Friday, October 31, 2008

The Mighty Stonk

The Goddess Vanilla is in a mighty fine stonk. If it wasn’t enough being hit by pepper spray in the mall – I kid you not – silly *%^$#s – I've also had to deal with Guinea warfare.

But let’s rant in order, okay. (Ha, and there was me wondering what to blog about today…)

There I was in the store (for British readers, the equivalent of Marks & Spencer), paying for groceries at the till when everyone started coughing. As I started to leave the store, so my nose started burning (as if being addled by hayfever isn’t enough…) and I started hacking and wheezing. As I walked out someone muttered, “Shoplifter, pepper spray.” Huh? Since when does a store blast pepper spray because someone’s “lifted” an item?
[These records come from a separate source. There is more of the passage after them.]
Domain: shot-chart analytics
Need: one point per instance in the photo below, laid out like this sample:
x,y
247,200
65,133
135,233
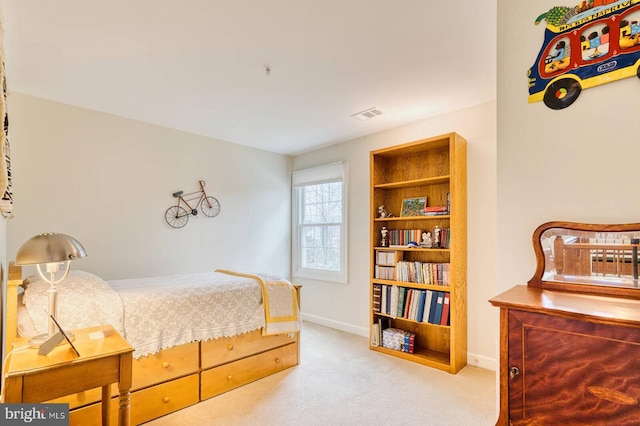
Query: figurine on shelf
x,y
383,212
426,240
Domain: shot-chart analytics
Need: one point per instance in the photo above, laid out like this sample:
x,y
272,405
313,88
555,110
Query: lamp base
x,y
37,341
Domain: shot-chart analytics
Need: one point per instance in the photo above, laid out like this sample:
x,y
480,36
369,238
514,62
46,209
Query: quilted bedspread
x,y
158,312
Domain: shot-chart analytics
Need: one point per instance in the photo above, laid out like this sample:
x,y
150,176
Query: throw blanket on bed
x,y
161,312
156,313
280,302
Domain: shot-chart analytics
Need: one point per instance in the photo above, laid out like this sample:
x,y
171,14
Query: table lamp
x,y
50,249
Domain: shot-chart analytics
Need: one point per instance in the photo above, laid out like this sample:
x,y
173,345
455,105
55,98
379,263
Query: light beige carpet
x,y
341,382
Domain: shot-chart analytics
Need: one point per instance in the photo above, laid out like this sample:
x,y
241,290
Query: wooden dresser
x,y
570,344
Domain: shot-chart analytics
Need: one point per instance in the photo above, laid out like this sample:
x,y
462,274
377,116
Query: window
x,y
319,223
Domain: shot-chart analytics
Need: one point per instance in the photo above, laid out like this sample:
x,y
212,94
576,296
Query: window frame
x,y
328,173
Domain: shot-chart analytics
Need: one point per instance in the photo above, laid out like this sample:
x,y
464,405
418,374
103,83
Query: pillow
x,y
84,300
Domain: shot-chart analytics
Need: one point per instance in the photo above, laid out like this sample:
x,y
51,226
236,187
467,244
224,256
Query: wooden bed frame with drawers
x,y
180,376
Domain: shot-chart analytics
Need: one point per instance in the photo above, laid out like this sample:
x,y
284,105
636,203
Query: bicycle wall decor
x,y
177,216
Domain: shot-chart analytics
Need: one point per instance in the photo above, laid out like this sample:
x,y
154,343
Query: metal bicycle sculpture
x,y
178,216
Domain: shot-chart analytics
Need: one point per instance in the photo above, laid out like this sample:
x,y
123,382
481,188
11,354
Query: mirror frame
x,y
577,285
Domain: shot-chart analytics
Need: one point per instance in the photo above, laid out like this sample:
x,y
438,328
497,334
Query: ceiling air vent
x,y
367,114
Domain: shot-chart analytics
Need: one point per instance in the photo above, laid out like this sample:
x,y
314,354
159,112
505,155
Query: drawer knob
x,y
513,372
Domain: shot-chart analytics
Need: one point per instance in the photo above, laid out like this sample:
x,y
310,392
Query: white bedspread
x,y
162,312
154,313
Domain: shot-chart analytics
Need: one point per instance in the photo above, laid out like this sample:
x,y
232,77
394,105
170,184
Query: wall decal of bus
x,y
594,43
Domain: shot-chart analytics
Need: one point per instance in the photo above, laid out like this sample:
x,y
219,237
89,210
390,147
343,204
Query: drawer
x,y
146,404
84,398
91,415
156,401
165,365
157,368
227,349
237,373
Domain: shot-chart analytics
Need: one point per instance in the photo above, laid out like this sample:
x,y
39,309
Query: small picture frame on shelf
x,y
413,206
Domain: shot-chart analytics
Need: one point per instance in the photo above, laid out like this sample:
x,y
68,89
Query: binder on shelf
x,y
423,297
439,303
433,307
445,310
377,297
401,301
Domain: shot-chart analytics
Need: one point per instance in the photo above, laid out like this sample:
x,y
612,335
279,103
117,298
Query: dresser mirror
x,y
587,257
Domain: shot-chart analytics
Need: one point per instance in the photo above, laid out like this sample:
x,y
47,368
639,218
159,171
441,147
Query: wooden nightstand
x,y
103,361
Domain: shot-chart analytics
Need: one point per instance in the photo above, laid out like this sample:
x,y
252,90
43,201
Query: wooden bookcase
x,y
434,168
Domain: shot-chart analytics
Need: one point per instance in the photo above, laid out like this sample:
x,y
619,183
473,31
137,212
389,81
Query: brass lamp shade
x,y
49,248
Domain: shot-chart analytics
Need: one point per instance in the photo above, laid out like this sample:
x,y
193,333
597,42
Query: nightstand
x,y
103,361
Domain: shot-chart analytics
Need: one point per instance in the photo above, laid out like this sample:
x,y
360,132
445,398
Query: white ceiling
x,y
199,65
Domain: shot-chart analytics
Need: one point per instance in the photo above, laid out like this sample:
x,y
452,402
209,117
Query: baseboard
x,y
481,361
472,359
342,326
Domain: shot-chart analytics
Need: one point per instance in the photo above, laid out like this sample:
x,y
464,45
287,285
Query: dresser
x,y
570,344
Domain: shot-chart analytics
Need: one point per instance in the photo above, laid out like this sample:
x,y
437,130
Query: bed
x,y
194,336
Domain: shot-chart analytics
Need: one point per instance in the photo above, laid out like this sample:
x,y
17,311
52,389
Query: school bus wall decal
x,y
594,43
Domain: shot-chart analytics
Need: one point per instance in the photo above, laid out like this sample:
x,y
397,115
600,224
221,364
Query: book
x,y
407,306
375,334
383,299
439,303
393,304
415,301
402,291
427,306
432,309
444,320
421,300
377,297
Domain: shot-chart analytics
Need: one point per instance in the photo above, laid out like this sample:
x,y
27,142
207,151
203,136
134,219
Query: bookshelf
x,y
435,169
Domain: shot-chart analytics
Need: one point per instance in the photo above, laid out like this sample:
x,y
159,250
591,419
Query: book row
x,y
440,237
415,272
429,306
393,338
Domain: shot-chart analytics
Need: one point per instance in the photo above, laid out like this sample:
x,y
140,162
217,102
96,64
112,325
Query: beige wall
x,y
346,306
107,181
576,164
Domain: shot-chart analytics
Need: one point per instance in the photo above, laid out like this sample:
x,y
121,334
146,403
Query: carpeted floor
x,y
341,382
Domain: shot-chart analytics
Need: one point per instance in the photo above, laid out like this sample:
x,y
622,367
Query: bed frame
x,y
177,377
If it was an armed robbery and there were hostages it might have been different. So I came home, still hacking and wheezing, and, speaking with a deeply sexy and husky voice, I called the store manager. He, it turns out, was equally miffed. Evidently the incident had nothing to do with the store, but everything to do with the Blue Route Mall’s security “protocol”. Evidently the perp had lifted an item elsewhere in the centre, the security guards had chased and cornered said perp in the store I was in, and the perp had turned on them with pepper spray. Now from what I’ve been able to ascertain, you never try to apprehend the perp in the store or the centre because you have, no matter how many disclaimers you display, a duty of care to customers. What you are apparently supposed to do is to follow said perp out of the store and then take the necessary action. The store manager said he’d lost R30 000 in business in the 20 minutes he’d been closed and had had an asthma attack.
“I'd suggest,” he said, “that you phone the Centre Management and lodge a complaint.”
So I called up the Blue Route Mall’s Centre Management and asked to speak to the Centre Manager.
“No, sorry, the manager’s gone home for the day.”
Hmm, it was only 17h10. Evidently he keeps union hours. I was transferred to someone else.
“Yes?” barked the woman on the other side of the line, “So what’s your story?”
Story? My story?! At which point the Goddess Vanilla realised she could do righteous indignation, full frontal anger, icy disdain and a variety of other mean things without necessarily feeling any said emotions. Finally, all those years of speech and drama paid off. Yeah! I let her have it in tones that should have sent her cowering.
“Well, a person was caught shoplifting and that isn’t allowed,” replied the woman to my shower of “not acceptables” and clearly totally unimpressed with my display of outrage.
“Uhuh? And your protocol says it’s okay to endanger the well-being and lives of your customers in order to deal with a situation like that?”
What, I wonder, would have happened if the perp had been armed with a gun and started shooting at the guards and shoppers, rather than spraying pepper? Did anyone consider that? I guess not.
“Well, you’ll just have to call back on Monday,” she snarked without a word of apology or an “Are you okay, Madam?”
And call back I will. In the meantime I’ll lodge complaints on several local consumer websites and in the suburban press, because three hours later I’m still coughing and have had to use my inhaler which I haven’t had to use for years. Thank goodness it still works.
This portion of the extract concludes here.